AI-powered SGE turns Google's organic farm into an industrial-sized content mill

By: Rob Corbidge, 28 March 2024

Travel and lifestyle blogging is being eyed up by Google to point its new Search Generative Experience at. Will it be a bitter content harvest?

Travel bloggers can be a difficult breed to like. From the vast number of internet-based career options on offer, earning your daily bread by swanning around the globe, writing of the divine Pegu Club cocktail in Myanmar or unique sand on Easter Island's Anakena Beach, is a life almost certain to generate some envy in even the most generous-minded of media's worker bees.

Anyone involved in content creation (you're here so you likely are) knows that the most successful of such bloggers show all the qualities of organisation, speed, production value, discipline, and audience awareness required to thrive in such a busy segment. 

Yet for every one such person, there are dozens who think travel blogging is an easy breezy way to earn a living, before being faced with the reality that a few thousand YouTube views of their "foodie stroll around the Algarve", or Instagram accounts that reek of desperation trying to sell lifestyle insight to several hundred bot accounts, don't pay the basic bills - let alone for the lifestyle they imply.

What then are we to feel at the news that the gigantic content harvesting blades of Google's Search Generative Experience (SGE) might soon crop all but the tallest poppies in the travel sector and regurgitate them as search responses in the form of full travel itineraries, complete with recommendations? 

As the report in TechCrunch puts it "when users ask for something like 'plan me a three day trip to Philadelphia that’s all about history,' they will get a sample itinerary that includes attractions and restaurants, as well as an overview of options for flights and hotels, divided up by times of day".

Given the sheer volume of such travel content, it's quite possible that, at least in its initial form, the data leaned on by SGE could be drawn from so many different minor sources that any reasonable requirement to credit such sources could be met with a reasonable "Which one?" from Google. 

Yet if SGE is good enough to a put a hole beneath the waterline of the entire travel blogging world, then the sources of such data will cease to be renewed as blogging itself becomes unviable.

This is a version of the "internet will eat itself" scenario that sees a system that relies on actual human-produced content removing the incentive for humans to contribute to it, giving the putative AI-dominated internet a data-based form of Mad Cow Disease. 

Once again, it is worth noting that independent studies of the impact of SGE show little good news for publishers, as Search Engine Journal reports this week, the latest Authoritas study found that:

  • When an SGE box is expanded, the top organic result drops by over 1200 pixels on average, significantly reducing visibility.
  • 62% of SGE links come from domains outside the top 10 organic results.
  • Ecommerce, electronics, and fashion-related searches saw the greatest disruption, though all verticals were somewhat impacted.

The situation that could emerge for SGE to finally reveal the fallacy of using "Google" as a verb.

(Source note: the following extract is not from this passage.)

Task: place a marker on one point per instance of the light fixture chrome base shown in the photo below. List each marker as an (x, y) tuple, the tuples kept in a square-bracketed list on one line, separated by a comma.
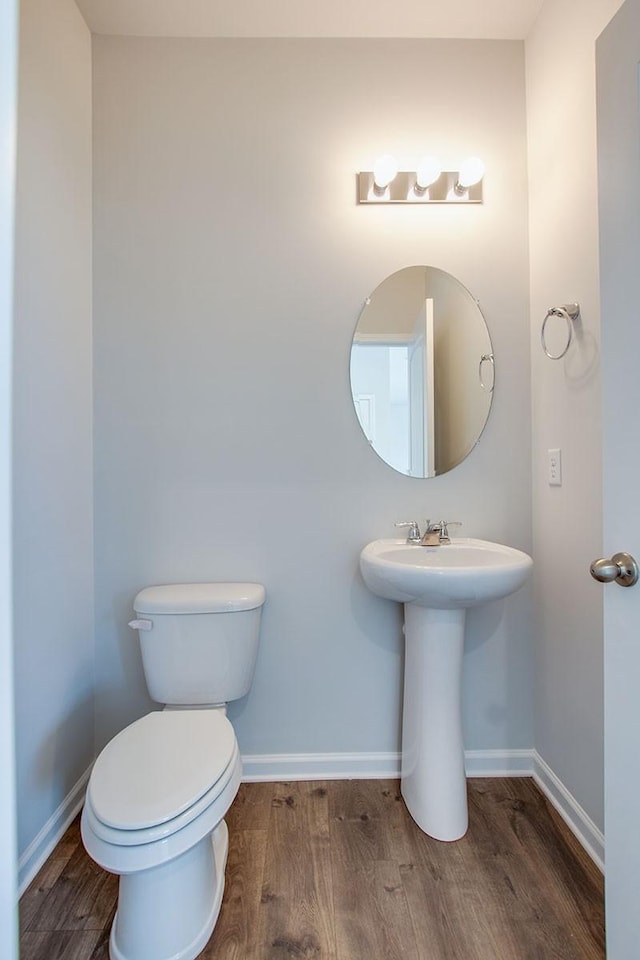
[(402, 189)]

It was of course already a trick, in that "Googling" meant accessing an organised version of everything committed to the sprawling internet when in fact users were submitting to Google's indexed version of that information, even given it was the best index at that moment.

Writing as the partner of someone who takes great delight in meticulous research of travel destinations to the point that a considerable backlog of worryingly uncosted proposals has built up, it has to be pointed out that the solution SGE provides takes the delight of discovery from travel, even if you can argue it provides a template from which to start.

In summary, it appears that in its trialled form, SGE presents us with a yet more of The World of According to Google - this time asserting ownership over the content as well as the search. 

From a user perspective, that is a considerable stretch away from the current, if now corrupted, form of search that sits at the core of Google's advertising dollar printing machine.